Dec 01, 2025 BrokersView

 

The founder of the crypto trading platform Tokenize Xchange is facing a lawsuit from 272 former customers over the disappearance of millions of dollars in user funds, according to reports. The suit names Hong Qi Yu, founder and CEO of Tokenize's parent company AmazingTech, along with COO Erin Koo Kee Hoon, who is Hong's wife.

 

The legal action follows findings from court-appointed interim judicial managers in September, which revealed a drastic shortfall in the company's finances. While AmazingTech reportedly owed users approximately $205.34 million, its realizable assets stood at only about $2 million. The lawsuit alleges that Hong and Koo fraudulently misappropriated the remaining $203.34 million. Claimants are currently seeking $46.65 million in damages, representing the amount they held on the platform when they attempted to withdraw their funds or as of July 31, 2025.

 

The plaintiffs' lead lawyer, Suresh Divyanathan, MD of Dauntless Law Chambers, emphasized the devastating impact of the findings. He stated that the managers' report, which showed the company held "less than 1 per cent of customers' total assets, came as a deep shock to my clients... They are incensed that practically all their assets on Tokenize Xchange have disappeared.
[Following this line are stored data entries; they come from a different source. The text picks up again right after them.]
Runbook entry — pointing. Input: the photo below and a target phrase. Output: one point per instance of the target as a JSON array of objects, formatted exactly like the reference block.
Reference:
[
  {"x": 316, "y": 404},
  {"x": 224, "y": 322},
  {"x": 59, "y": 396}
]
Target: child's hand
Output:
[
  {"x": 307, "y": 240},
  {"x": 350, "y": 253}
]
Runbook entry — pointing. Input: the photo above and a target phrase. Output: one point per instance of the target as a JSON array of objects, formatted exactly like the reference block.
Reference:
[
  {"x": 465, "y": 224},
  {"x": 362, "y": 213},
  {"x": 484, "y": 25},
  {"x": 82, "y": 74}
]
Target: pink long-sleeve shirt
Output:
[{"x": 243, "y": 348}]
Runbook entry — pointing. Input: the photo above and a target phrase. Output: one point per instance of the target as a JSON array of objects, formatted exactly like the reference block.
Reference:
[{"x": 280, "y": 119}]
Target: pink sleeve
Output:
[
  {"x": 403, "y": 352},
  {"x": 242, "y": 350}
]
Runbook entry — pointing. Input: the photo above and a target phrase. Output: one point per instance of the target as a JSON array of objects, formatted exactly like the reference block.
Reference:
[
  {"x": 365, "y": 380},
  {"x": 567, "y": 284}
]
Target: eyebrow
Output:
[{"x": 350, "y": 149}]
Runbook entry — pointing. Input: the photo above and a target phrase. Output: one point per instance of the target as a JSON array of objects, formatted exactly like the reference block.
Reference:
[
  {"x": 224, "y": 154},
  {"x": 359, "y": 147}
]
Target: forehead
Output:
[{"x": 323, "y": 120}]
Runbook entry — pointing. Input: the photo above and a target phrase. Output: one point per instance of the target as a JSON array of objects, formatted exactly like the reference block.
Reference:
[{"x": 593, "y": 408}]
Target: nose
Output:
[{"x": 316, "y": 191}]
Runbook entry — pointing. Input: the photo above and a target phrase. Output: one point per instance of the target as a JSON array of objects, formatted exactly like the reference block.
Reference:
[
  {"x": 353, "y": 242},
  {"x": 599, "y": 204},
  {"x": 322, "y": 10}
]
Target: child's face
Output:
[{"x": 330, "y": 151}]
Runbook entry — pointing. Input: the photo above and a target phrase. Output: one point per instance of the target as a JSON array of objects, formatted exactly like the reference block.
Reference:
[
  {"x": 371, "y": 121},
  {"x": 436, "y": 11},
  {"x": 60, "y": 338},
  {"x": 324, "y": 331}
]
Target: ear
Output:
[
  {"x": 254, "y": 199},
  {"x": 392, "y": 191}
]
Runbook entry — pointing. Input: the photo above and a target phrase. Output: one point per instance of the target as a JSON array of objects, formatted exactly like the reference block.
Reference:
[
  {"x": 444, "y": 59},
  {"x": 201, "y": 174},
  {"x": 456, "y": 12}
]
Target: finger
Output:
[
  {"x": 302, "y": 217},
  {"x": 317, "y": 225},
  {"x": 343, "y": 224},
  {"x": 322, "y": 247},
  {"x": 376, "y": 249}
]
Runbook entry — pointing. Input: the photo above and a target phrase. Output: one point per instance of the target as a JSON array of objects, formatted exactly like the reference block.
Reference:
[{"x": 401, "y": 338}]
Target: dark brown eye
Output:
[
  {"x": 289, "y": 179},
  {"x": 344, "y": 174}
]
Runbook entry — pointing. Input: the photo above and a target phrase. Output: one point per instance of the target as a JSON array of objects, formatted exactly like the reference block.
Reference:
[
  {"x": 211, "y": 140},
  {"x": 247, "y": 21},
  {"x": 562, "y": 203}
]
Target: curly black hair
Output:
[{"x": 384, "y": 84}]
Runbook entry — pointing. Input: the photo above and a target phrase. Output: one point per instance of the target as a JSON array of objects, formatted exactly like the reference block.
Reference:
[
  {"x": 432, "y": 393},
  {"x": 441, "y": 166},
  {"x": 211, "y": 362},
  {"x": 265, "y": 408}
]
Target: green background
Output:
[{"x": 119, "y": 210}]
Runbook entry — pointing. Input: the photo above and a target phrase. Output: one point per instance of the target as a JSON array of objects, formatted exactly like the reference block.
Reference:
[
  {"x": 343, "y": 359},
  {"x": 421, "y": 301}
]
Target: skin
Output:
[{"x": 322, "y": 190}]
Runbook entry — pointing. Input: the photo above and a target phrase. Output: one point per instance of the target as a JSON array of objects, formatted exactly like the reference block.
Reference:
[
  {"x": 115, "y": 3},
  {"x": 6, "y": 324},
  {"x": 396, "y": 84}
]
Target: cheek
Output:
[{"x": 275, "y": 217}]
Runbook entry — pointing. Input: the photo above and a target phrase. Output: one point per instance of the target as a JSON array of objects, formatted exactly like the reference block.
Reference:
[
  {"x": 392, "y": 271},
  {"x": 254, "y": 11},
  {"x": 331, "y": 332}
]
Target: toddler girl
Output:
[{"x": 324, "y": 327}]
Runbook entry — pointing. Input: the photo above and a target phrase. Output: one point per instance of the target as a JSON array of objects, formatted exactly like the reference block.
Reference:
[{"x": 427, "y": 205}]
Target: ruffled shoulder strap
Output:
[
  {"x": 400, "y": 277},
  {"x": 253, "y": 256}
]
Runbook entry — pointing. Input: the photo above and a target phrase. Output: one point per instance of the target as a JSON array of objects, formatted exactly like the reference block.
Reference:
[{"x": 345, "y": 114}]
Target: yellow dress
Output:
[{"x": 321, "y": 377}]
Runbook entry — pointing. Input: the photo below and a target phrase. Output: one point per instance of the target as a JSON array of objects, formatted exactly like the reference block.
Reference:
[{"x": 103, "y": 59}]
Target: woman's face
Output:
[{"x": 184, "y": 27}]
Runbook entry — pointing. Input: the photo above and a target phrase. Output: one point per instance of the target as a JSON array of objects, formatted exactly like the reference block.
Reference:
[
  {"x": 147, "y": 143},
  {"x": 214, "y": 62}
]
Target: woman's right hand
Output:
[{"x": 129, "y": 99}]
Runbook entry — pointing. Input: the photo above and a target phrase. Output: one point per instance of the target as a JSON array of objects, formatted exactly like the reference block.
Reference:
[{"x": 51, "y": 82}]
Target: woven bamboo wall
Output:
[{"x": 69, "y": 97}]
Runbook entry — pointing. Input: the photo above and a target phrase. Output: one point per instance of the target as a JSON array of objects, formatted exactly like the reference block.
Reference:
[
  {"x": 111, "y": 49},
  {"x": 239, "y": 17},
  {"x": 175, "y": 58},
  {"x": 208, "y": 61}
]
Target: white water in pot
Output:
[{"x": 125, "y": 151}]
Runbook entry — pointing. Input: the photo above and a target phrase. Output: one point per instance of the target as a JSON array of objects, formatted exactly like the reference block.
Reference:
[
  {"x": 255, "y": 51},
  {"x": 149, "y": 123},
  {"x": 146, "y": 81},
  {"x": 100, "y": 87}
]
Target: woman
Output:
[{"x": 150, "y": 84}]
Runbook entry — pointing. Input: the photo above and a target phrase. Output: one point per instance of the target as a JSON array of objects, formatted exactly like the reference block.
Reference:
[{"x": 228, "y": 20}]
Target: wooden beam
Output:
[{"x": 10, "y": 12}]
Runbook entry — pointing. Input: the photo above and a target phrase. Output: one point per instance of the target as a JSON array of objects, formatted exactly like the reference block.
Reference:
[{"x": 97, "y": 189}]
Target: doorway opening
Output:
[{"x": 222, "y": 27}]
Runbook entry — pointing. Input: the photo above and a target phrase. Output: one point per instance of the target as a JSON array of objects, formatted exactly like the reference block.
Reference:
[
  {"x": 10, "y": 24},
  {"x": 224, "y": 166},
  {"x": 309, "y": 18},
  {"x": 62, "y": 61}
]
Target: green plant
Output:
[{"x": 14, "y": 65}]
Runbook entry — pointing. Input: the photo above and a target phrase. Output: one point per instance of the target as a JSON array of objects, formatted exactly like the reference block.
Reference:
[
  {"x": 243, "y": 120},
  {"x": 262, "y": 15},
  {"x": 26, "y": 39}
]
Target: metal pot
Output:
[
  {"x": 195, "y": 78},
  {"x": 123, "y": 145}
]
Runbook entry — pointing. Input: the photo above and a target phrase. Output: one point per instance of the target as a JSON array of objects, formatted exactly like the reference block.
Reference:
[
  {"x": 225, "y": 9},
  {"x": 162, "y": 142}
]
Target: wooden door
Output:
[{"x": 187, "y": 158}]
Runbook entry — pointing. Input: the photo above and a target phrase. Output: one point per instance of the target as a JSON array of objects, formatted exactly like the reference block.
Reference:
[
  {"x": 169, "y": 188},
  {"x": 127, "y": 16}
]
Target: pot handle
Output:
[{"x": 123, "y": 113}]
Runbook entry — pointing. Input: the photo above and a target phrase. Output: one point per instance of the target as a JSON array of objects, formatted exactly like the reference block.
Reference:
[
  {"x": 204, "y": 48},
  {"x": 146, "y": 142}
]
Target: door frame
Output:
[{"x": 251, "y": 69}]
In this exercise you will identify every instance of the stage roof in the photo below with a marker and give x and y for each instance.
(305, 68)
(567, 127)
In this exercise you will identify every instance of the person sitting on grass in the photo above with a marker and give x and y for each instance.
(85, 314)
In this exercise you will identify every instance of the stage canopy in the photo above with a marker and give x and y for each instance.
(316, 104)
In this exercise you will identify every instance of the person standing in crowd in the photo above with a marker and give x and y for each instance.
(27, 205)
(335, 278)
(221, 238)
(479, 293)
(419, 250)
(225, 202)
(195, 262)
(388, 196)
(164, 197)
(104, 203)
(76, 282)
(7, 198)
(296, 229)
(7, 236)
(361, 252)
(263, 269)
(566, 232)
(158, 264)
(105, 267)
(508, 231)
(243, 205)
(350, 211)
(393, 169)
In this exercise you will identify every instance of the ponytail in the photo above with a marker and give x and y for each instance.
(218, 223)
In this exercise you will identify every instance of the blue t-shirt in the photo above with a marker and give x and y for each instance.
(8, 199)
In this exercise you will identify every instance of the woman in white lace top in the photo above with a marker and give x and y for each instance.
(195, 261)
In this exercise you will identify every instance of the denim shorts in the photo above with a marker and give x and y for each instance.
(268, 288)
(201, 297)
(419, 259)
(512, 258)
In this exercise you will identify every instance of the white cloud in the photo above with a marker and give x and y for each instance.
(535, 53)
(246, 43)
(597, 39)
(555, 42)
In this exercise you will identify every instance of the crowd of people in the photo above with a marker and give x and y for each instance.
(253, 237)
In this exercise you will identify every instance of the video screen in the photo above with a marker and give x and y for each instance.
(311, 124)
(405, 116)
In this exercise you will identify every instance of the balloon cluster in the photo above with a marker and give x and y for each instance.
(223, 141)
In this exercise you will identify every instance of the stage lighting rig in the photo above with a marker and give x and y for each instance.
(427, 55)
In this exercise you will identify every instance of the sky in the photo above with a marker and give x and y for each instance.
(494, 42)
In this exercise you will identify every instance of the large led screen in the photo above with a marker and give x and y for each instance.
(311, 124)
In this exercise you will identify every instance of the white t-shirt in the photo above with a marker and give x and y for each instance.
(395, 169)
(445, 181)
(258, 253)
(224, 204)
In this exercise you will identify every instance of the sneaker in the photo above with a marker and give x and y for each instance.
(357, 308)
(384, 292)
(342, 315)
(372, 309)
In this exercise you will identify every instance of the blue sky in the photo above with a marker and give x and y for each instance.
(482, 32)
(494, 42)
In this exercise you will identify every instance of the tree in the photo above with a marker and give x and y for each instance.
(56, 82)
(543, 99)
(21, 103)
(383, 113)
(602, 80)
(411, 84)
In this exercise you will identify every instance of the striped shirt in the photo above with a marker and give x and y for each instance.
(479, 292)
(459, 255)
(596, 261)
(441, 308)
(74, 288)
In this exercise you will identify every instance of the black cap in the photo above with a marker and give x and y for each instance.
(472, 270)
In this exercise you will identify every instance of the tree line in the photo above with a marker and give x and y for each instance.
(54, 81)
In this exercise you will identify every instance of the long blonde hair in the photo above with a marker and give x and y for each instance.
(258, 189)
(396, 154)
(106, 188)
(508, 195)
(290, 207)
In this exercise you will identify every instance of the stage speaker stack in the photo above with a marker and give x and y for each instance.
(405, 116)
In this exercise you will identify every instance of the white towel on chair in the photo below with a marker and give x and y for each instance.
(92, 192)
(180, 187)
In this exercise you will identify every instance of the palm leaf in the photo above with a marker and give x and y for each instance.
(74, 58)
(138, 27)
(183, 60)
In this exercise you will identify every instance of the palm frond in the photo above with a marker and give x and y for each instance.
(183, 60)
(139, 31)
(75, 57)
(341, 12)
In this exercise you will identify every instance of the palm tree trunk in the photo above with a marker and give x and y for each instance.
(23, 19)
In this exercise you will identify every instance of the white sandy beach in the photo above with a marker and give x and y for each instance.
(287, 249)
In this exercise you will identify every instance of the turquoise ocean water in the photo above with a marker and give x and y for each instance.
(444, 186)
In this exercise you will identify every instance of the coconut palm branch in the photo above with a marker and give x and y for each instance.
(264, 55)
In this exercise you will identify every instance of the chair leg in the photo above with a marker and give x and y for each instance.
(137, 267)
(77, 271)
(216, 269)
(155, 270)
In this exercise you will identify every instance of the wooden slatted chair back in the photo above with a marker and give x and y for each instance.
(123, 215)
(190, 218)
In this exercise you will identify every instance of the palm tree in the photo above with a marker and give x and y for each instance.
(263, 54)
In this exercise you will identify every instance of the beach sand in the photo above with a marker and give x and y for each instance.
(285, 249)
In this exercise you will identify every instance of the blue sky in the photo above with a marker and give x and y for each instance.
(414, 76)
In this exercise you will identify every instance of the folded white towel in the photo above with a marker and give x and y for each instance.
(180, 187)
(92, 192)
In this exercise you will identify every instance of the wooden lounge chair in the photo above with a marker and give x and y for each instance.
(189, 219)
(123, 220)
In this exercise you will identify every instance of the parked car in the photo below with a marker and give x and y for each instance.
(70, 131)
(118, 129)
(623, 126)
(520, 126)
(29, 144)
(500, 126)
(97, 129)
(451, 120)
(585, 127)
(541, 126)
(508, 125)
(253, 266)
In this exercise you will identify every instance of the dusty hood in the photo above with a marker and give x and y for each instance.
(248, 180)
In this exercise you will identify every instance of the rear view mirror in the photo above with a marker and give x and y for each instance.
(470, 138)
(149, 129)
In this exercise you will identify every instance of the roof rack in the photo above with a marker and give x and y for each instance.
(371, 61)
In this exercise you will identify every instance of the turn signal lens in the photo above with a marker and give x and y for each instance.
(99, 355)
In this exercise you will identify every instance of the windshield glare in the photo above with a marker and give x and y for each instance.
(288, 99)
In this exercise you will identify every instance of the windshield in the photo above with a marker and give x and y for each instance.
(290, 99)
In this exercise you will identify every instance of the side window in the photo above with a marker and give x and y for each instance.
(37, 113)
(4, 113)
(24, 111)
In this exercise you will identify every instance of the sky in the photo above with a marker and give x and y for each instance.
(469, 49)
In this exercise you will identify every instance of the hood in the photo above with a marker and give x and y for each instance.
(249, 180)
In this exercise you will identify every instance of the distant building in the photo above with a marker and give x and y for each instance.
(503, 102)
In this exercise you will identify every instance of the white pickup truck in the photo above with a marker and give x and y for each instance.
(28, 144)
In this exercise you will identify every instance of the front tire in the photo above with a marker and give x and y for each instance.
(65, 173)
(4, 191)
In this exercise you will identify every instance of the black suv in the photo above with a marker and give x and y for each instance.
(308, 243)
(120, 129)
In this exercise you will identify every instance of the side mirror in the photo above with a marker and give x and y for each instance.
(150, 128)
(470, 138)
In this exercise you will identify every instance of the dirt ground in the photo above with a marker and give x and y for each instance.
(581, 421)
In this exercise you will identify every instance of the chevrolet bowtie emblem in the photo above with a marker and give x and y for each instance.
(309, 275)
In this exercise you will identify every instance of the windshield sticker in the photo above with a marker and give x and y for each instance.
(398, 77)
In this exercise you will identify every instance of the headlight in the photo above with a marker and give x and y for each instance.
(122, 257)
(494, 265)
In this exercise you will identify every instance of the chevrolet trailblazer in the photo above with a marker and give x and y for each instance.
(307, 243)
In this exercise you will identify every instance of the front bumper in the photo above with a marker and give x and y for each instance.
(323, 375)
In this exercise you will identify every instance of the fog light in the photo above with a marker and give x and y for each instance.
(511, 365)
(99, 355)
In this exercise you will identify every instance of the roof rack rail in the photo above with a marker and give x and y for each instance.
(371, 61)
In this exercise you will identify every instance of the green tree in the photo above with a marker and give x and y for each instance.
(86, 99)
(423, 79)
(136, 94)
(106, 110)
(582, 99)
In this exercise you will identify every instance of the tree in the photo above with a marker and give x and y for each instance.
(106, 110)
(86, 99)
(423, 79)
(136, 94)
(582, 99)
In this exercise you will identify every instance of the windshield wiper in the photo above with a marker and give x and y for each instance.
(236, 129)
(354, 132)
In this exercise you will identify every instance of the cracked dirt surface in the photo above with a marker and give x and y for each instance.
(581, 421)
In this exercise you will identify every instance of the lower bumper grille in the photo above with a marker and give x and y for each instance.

Some of them have lost their entire life savings.”

 

The lawsuit alleges several deceptive practices, including the firm's failure to use a central limit order book, instead executing trades directly between the exchange and the users. It further claims that the order book displayed was allegedly sourced from the Binance exchange with a calculated mark-up. Furthermore, the suit claims Tokenize Xchange commingled company and user funds, despite contractual promises to hold customer funds separately in a trust. The exchange, which operated under a Payment Services Act exemption, had its Major Payment Institution license application denied by Singapore's Monetary Authority in July 2025, leading to a cease-and-desist order.